Le BNP essentiellement sécrété par les ventricules sous l'effet d'une tension pariétale accrue, est aujourd'hui largement utilisé comme marqueur d'insuffisance cardiaque et de dysfonction VG. Mais de plus en plus d'éléments suggèrent qu'il puisse aussi être sécrété par l'oreillette, indépendamment de la fonction ventriculaire gauche. Le BNP est en effet un facteur prédictif de FA chronique chez les porteurs de stimulateurs cardiaques présentant une maladie rythmique auriculaire. Et en chirurgie cardiaque, un BNP élevé préopératoire constitue un facteur prédictif fort et indépendant de FA postopératoire.
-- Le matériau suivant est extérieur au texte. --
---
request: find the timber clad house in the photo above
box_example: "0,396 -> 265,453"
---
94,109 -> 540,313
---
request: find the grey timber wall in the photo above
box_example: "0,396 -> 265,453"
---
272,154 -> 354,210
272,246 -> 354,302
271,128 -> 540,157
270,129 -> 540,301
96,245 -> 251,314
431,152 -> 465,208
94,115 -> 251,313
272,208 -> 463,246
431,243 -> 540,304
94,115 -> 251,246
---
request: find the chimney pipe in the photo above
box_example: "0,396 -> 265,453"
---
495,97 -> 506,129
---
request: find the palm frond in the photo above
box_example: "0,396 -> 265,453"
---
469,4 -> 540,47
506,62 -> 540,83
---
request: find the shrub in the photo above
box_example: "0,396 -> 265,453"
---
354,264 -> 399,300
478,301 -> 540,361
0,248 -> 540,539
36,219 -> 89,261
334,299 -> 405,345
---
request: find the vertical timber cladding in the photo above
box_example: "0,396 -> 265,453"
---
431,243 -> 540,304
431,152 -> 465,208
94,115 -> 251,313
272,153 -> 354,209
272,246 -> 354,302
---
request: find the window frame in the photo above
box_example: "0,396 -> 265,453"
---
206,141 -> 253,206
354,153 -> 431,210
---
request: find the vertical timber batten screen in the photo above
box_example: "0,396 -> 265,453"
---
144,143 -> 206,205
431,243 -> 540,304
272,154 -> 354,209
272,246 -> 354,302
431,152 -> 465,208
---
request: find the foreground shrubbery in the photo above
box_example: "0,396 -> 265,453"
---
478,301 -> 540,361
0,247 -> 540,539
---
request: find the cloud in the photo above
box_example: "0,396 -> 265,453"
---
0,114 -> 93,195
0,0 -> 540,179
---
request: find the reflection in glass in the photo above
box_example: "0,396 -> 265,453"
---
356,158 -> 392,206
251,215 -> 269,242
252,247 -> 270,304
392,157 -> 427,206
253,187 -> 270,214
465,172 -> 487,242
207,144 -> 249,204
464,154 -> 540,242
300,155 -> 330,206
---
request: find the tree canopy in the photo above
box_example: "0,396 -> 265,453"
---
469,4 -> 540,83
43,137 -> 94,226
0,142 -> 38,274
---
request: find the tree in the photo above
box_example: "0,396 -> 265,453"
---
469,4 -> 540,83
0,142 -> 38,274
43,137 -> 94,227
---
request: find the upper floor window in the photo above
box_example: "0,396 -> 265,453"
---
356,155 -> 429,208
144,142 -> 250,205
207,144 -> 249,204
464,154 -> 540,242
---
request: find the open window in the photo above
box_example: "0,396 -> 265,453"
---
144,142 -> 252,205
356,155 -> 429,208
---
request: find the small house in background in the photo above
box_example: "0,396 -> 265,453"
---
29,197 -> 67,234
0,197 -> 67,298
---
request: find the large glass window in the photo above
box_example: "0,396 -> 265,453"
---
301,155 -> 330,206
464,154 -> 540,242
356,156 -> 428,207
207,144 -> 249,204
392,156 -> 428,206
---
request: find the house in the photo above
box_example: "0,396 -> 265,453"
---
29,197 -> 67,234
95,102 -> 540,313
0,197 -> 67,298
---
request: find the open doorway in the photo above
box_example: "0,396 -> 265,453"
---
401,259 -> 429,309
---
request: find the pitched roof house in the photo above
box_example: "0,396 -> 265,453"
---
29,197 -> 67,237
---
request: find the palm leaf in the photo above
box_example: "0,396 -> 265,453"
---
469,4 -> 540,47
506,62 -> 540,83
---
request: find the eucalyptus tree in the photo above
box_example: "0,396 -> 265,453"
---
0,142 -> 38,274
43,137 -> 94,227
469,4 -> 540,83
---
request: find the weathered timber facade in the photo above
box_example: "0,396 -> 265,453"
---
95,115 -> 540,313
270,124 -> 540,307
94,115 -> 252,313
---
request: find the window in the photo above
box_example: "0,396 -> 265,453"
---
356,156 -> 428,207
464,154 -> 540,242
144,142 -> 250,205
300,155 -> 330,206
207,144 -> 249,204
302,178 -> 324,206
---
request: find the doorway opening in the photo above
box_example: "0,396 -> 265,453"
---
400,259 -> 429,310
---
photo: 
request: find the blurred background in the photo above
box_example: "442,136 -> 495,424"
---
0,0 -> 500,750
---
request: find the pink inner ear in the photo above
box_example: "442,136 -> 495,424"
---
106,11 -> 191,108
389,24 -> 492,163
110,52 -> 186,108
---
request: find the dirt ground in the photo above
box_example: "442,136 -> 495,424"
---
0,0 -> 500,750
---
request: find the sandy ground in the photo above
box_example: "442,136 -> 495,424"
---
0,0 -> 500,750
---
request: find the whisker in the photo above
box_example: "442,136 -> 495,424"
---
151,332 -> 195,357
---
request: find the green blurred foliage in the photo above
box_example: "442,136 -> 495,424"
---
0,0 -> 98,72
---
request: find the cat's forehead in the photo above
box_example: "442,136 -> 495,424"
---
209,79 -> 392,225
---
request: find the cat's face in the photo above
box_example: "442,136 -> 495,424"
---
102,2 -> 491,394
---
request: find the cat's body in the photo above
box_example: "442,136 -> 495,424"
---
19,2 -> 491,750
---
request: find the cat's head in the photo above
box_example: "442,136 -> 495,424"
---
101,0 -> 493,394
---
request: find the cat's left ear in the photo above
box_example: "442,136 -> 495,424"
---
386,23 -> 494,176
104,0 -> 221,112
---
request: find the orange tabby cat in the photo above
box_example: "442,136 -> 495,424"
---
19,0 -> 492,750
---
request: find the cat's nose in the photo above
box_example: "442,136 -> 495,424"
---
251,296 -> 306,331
Plus récemment Beck-da-Silva et coll [5] ont montré que le succès de la cardioversion et le maintien d'un rythme sinusal à deux semaines sont associés au taux de BNP. D'autres données suggèrent même que le BNP pourrait servir de marqueur de la fonction de l'auricule gauche dans les FA non valvulaires à fonction VG préservée [6] . Les résultats de ce papier confortent cette hypothèse selon les auteurs.

" Chez des patients a priori sans insuffisance cardiaque (sauf occulte ou diastolique et que l'arythmie empêchait d'investiguer) et à fraction d'éjection ventriculaire conservée, le BNP s'avère être un marqueur du risque de récidive de fibrillation ventriculaire. Il est donc possible que l'instabilité hémodynamique au niveau de l'oreillette induise une sécrétion de BNP. Ainsi, la stratégie de prise en charge des patients après cardioversion pour FA pourrait se guider sur le taux de BNP, marqueur du niveau de risque. Les patients à risque élevé pourraient bénéficier d'un traitement pharmacologique plus intensif associé à un suivi rapproché. La place des méthodes ablatives par radiofréquence devrait également s'intégrer dans cette stratégie de prise en charge ", conclut le Pr Jérôme Garot.